Perdue dans ses pensées, elle sentit le train ralentir. Il arrivait en gare.

« Mesdames et Messieurs, le train entre en gare de Tomoeda. »

Sakura sortit du train. Debout sur le quai, elle scruta la foule pour voir si son amie l’avait attendue. Il était 7h55. Etant donné que la rentrée était dans 5 minutes, Tomoyo était sûrement déjà partie de peur d’être en retard.

– Ce n’est pas grave, dit-elle, je vais devoir me débrouiller toute seule.

Elle sortit du hall de la gare et tomba nez à nez avec trois femmes habillées tout en noir, avec des lunettes de soleil.

– Woé ! fit-elle.

– Mademoiselle Kinomoto ? lui demanda une de ces femmes.

– Oui, c’est moi.

– Nous sommes là pour…

– Ca y est, l’entrecoupa Sakura. Je me rappelle où je vous ai déjà vu. Vous êtes les gardes du corps de Tomoyo ?

– Oui, c’est ça.

– Où est-elle alors ?

– Mademoiselle Daidouji a dû partir. Mais elle nous a demandé de vous attendre pour vous mener au lycée.

Sakura, pas très à l’aise avec l’idée de se faire conduire à l’école par des gardes du corps, inventa une excuse peu crédible, mais suffisante à les tenir à l’écart.

– Merci, mais avec la circulation qu’il y a en ville à cette heure-là, je ne pense pas que la voiture soit une bonne idée.

– Vous en êtes sûre ? Vous ne voulez pas que l’on vous emmène ?

– Non, c’est bon. J’ai une meilleure solution.

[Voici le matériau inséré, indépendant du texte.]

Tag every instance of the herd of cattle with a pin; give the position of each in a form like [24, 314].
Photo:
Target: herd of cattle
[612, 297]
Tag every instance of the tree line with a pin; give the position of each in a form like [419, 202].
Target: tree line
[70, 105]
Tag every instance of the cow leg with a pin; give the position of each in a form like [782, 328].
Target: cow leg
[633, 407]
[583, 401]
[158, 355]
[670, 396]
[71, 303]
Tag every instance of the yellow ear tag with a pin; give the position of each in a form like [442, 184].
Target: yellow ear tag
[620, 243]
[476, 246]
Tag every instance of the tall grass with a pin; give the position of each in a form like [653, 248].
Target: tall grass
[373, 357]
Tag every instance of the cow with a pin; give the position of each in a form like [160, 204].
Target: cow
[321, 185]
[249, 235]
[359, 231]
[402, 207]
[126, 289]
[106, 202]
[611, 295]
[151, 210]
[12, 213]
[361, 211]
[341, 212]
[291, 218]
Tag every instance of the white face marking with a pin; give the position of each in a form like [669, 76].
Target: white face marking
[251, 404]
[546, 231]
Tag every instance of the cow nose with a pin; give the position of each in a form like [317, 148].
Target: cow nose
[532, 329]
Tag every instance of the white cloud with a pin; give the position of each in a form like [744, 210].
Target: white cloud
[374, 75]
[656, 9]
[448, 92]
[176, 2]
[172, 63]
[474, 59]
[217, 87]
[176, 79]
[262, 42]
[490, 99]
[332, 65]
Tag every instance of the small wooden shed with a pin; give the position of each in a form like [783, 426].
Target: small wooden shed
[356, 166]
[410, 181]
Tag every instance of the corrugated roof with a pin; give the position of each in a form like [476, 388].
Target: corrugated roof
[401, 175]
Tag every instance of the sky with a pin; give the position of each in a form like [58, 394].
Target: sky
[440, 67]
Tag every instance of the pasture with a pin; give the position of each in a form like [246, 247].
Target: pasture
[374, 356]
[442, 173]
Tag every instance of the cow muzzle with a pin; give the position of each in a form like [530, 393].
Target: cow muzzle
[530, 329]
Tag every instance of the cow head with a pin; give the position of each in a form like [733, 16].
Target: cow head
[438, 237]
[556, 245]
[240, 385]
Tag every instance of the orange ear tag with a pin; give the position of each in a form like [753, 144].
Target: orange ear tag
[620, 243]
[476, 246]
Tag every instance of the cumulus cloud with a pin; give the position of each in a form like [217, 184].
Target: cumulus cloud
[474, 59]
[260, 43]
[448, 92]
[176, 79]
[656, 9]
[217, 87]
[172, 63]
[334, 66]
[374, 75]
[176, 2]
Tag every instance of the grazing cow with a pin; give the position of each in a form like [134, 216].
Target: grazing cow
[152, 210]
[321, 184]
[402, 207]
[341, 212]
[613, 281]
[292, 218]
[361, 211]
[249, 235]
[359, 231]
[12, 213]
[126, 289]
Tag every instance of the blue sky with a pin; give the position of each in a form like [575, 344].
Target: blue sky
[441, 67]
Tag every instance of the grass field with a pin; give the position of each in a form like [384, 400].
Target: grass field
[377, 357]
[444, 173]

Elle ouvrit sa valise pour en sortir une paire de rollers qu’elle chaussa en un rien de temps

– Mais si vous pouviez apporter ma valise chez moi ou chez Tomoyo, vous me rendriez un grand service. Merci, à bientôt ! cria-t-elle aux femmes en noir, tout en laissant sa valise sur le trottoir. Et donnez le bonjour à Sonomi si vous la voyez.

Sakura partit comme une flèche. Elle n’habitait plus Tomoeda depuis quelques années, mais elle se souvenait de tous les raccourcis. Si tout se passait bien, il ne lui faudrait que 5 minutes pour arriver. Et comme il était déjà 8h00, elle n’aurait que peu de retard.

8h04 : Elle arriva devant le lycée de Tomoeda. Elle entra dans la cour, puis dans le bâtiment principal. Un planning des rentrées était affiché. Terminale 3. C’était sa classe. Rentrée : mercredi 1er avril, 8h00, salle B205. B205, où est-ce que ça pouvait bien se trouver ? Ah oui, B pour bâtiment B, et 205 pour 5ème salle du deuxième étage.

8h05 : Elle retourna dans la cour. Un homme était en train de sortir des poubelles.

– Excusez-moi Monsieur, l’interpella-t-elle. Pouvez-vous m’indiquer où se trouve le bâtiment B ?

L’homme répondit à sa question d’un signe de la main.

– Merci, dit-elle.

8h06 : Arrivée devant le bâtiment B, elle entra, prête à se ruer dans les escaliers quand elle se rendit compte qu’elle avait toujours ses rollers aux pieds. Elle fit une pause pour les enlever, remit ses chaussures à ses pieds, puis monta les marches quatre à quatre.

8h07 : Sakura se trouvait face à la porte de la salle B205. Elle avait ses patins dans une main, et son sac dans l’autre. Avec son coude, elle appuya sur la poignée pour ouvrir la porte. Le cours avait déjà commencé. Un homme se trouvait derrière le bureau du professeur. Elle entra.

– Mademoiselle Kinomoto ? demanda le professeur.

– Oui, c’est moi. Excusez-moi d’être en retard, j’ai eu un problème de train.

– Le plus important c’est que vous soyez là. Donc maintenant que vous êtes arrivée, nous allons pouvoir commencer.

Sakura referma la porte d’un habile coup de pied, puis s’approcha du professeur qui se tourna vers les élèves.

– Je vous présente votre nouveau professeur de sport, Mademoiselle Kinomoto Sakura. C’est aussi elle qui sera votre professeure principale pour cette année.

– Bonjour, fit Sakura tout en leur faisant signe avec la main qui tenait ses rollers.